The Virginian-Pilot newspaper reports that 93-year-old Norwood Thomas will travel to Adelaide next month to reunite with 88-year-old Joyce Morris.
Thomas, who now lives in Virginia, told Morris that he would love to see her again in person when the two recently spoke via Skype.
The pair reconnected after Morris, nee Durrant, asked her son if it was possible to find people on the internet.
According to US broadcaster ABC News, her son was able to find Thomas because he had made the news by skydiving at the age of 88.
Morris's son then got in touch with Thomas's son and they set up the Skype call for the former lovers.

Norwood Thomas, 93, talks with Joyce Morris via Skype from his home in Virginia Beach. Source: AAP
The pair originally met just outside London in 1944, a few months before Thomas parachuted into Normandy with the 101st Airborne Division.
"I was out with a friend, and being young, we had our eyes out for young ladies," he told the ABC.
"We were on a bridge crossing the Thames when we looked down and saw these two fine, young ladies.
"We went down, paddled around the Thames in rowboats for a bit, later got some drink and food and Joyce and I just clicked."
But after the war they went their separate ways - Thomas said he wrote to Morris and asked her to move to the United States as his wife but she declined, saying she had just begun training as a nurse.
"I realised I had more feelings for her than she did for me," he said.
He later married another woman, with whom he was together for 56 years before her death at the age of 75.
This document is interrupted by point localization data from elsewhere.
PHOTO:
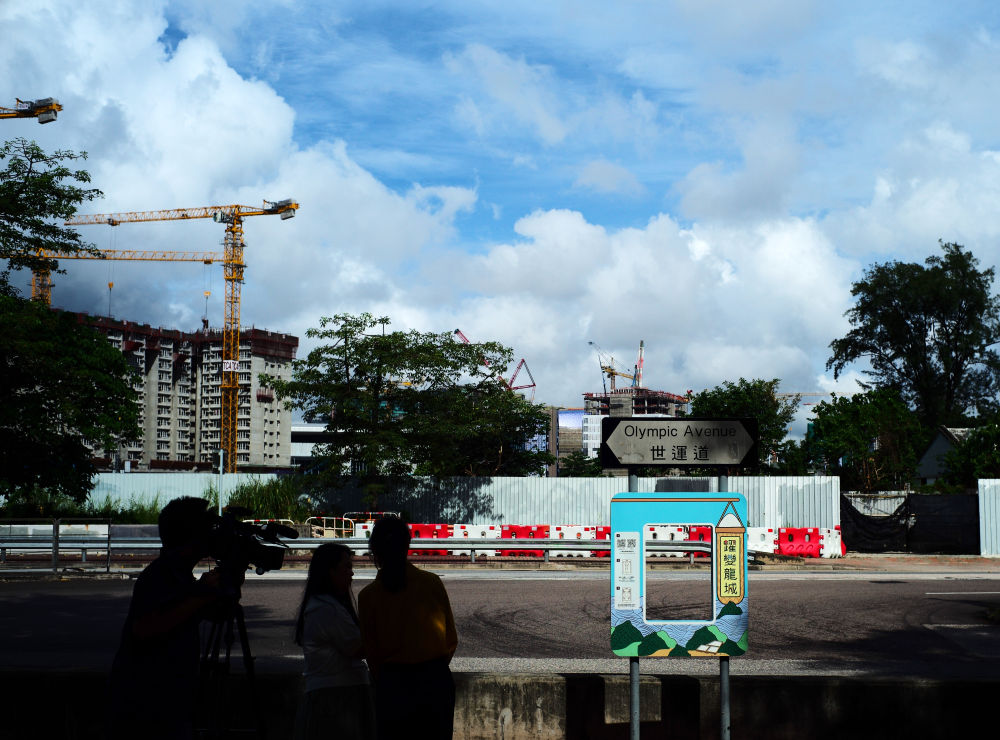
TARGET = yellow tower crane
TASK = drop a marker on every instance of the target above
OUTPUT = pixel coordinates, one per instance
(45, 110)
(233, 266)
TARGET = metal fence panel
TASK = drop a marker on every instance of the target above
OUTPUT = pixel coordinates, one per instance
(989, 517)
(145, 488)
(790, 501)
(800, 501)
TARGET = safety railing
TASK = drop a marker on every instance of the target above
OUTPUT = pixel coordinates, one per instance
(55, 536)
(107, 545)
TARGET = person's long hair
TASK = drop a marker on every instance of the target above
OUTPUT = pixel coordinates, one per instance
(318, 582)
(389, 543)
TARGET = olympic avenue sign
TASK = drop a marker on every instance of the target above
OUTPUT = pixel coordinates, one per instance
(678, 442)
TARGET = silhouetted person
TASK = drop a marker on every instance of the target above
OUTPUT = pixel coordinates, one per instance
(154, 677)
(338, 701)
(409, 635)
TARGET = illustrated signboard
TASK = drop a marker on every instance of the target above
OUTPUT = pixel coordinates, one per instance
(725, 634)
(678, 442)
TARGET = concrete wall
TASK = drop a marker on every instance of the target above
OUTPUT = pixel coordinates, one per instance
(989, 517)
(71, 705)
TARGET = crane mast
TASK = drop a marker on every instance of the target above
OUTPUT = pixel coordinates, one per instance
(233, 266)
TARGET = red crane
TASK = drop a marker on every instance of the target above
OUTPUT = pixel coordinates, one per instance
(508, 384)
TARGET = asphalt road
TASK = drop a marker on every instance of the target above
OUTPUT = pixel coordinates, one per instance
(913, 624)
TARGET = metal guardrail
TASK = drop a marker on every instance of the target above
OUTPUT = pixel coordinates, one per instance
(55, 539)
(100, 545)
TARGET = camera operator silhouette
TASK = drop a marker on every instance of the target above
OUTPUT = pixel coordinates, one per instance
(154, 677)
(409, 635)
(338, 701)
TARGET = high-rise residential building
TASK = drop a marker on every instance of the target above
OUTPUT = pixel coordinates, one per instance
(178, 381)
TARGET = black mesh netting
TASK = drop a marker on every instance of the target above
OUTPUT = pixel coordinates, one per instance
(923, 523)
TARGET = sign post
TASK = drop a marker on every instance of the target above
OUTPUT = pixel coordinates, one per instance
(723, 444)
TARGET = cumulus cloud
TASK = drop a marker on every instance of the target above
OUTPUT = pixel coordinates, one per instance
(464, 184)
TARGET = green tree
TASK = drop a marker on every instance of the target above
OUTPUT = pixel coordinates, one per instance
(36, 191)
(978, 456)
(871, 440)
(64, 392)
(926, 332)
(751, 399)
(577, 465)
(401, 403)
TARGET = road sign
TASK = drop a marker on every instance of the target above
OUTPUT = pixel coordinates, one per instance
(633, 634)
(678, 442)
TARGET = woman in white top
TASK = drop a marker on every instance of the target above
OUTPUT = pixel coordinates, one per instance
(338, 701)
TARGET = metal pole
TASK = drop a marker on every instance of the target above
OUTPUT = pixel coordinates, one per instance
(633, 662)
(222, 456)
(723, 661)
(55, 544)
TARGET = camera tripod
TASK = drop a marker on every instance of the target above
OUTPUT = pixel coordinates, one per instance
(217, 714)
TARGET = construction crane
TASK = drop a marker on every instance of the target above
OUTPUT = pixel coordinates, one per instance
(45, 110)
(509, 384)
(41, 282)
(233, 265)
(803, 395)
(612, 369)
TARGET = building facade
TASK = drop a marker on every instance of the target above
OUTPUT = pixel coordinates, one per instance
(179, 387)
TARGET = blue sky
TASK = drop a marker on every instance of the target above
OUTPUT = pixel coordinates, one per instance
(709, 177)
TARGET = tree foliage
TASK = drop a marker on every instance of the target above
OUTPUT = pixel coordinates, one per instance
(753, 399)
(400, 403)
(871, 440)
(36, 190)
(61, 385)
(926, 332)
(978, 456)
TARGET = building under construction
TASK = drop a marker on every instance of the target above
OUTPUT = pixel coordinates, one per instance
(633, 402)
(179, 387)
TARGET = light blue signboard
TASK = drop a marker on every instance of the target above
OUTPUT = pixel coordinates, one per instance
(726, 633)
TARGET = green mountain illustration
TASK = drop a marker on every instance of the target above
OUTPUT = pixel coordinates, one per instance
(711, 633)
(623, 635)
(730, 609)
(651, 643)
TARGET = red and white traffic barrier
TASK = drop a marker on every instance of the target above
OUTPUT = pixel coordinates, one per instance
(475, 531)
(572, 532)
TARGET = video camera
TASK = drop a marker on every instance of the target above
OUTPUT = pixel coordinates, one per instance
(236, 545)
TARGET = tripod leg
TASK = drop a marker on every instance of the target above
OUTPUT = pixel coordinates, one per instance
(248, 666)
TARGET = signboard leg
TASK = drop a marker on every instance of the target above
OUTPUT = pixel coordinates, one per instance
(724, 663)
(633, 702)
(633, 663)
(724, 697)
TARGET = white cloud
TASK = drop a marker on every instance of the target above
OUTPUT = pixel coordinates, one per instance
(515, 87)
(607, 177)
(785, 173)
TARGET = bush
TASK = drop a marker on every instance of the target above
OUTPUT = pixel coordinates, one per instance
(278, 498)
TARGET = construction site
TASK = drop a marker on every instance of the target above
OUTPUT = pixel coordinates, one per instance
(201, 403)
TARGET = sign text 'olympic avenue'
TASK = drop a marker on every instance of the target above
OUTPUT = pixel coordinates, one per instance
(678, 442)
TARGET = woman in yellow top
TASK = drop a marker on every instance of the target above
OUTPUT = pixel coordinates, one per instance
(409, 635)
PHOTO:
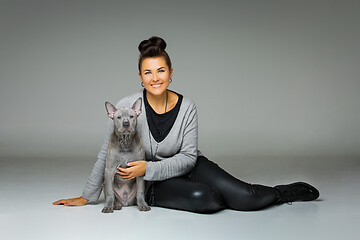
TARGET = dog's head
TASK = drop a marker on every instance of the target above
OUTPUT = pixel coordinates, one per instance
(125, 119)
After she died he began thinking about his long lost love.
"She'd always pop up as a pleasant memory, and it turns out that she'd been thinking of me this whole time too.
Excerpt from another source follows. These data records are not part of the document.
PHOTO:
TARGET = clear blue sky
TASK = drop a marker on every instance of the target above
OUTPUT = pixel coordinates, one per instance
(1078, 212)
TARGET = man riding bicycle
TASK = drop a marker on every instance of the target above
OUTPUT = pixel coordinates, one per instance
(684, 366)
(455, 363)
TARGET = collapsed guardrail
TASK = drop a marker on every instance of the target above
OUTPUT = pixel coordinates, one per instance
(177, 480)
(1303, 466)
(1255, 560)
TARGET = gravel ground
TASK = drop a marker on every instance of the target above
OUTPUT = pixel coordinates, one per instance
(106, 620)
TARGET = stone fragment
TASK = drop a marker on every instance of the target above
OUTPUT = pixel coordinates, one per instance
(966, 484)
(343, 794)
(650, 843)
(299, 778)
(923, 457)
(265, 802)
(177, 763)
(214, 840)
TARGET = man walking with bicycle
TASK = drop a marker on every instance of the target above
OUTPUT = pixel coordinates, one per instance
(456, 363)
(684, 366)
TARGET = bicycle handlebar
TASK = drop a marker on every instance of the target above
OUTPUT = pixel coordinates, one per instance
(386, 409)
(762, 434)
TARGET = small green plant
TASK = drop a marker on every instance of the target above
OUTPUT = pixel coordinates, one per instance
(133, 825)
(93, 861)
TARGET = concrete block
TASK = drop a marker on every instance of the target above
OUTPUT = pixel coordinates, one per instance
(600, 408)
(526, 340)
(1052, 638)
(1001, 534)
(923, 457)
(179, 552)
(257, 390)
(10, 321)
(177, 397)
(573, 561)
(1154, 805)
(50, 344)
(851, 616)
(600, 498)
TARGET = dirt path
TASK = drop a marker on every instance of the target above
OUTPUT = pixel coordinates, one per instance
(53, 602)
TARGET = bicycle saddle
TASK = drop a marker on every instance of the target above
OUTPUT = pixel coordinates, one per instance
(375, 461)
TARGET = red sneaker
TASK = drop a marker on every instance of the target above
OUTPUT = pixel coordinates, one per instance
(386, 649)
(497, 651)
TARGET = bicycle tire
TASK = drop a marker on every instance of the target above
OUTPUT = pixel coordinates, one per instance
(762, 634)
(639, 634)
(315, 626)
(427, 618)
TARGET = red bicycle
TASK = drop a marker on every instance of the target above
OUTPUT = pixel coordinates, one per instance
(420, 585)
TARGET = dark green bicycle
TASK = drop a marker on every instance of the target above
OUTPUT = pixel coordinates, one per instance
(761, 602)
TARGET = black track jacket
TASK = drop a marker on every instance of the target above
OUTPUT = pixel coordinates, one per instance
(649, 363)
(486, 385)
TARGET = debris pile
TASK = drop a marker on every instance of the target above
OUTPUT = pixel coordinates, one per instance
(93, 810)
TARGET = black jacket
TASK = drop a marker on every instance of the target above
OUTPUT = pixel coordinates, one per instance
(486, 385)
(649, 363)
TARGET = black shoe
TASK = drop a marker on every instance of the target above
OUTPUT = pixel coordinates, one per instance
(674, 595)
"Her son looked me up on the internet and contacted me. I found out she's been living in Australia."
In the Skype conversation Morris told Thomas that she'd married and then divorced, and that she now kept a photo of him that she said 'good morning' to every day.
Both have suffered from ill health in recent years; Thomas has battled prostate cancer and Morris is nearly blind.
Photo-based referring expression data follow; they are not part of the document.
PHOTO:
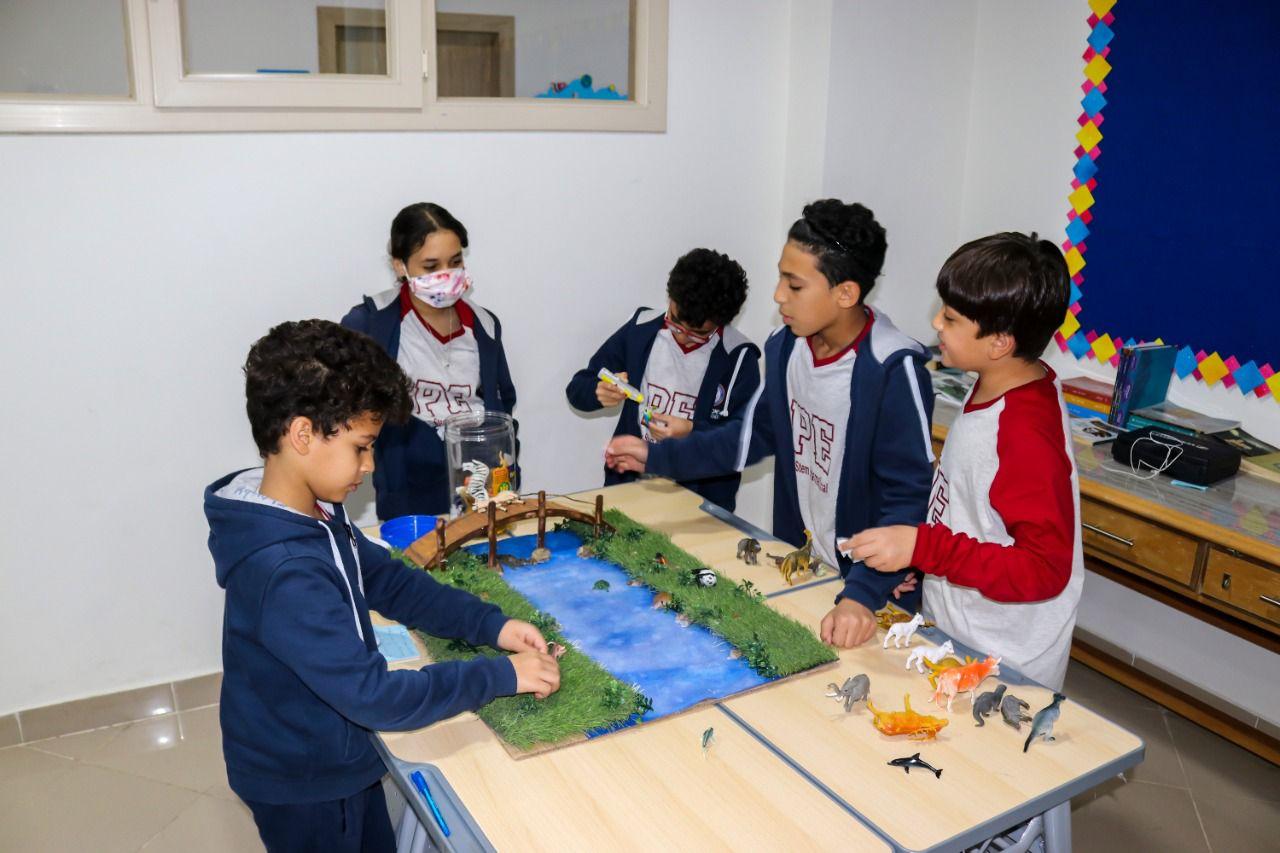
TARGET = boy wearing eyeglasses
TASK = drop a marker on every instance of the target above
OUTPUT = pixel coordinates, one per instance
(693, 368)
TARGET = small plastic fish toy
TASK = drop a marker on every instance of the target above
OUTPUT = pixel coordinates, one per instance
(987, 705)
(917, 726)
(964, 679)
(1042, 726)
(915, 761)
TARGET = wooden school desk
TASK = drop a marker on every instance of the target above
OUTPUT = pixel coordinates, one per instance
(789, 769)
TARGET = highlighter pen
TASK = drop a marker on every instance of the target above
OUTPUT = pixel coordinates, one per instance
(420, 783)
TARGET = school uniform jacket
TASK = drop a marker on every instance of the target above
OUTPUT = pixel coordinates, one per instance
(412, 474)
(887, 465)
(732, 377)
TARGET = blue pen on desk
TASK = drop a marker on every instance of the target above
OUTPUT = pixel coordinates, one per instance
(420, 783)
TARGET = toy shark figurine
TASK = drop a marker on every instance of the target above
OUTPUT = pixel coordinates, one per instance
(914, 761)
(988, 703)
(1042, 726)
(1011, 710)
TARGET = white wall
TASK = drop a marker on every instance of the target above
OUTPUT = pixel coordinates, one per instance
(138, 269)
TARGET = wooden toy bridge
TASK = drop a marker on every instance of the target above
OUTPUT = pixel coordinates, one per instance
(432, 550)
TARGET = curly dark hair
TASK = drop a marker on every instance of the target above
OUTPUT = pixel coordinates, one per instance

But after their story went public two months ago, more than 300 people made donations online to help the two rekindle their romance. Others mailed cheques directly to Thomas' house.
About $US7,500 ($A10,845) has been donated.
The Virginian-Pilot reports Air New Zealand has also made arrangements to send Thomas and his son to Australia free of charge. Thomas and Morris are expected to spend Valentine's Day together.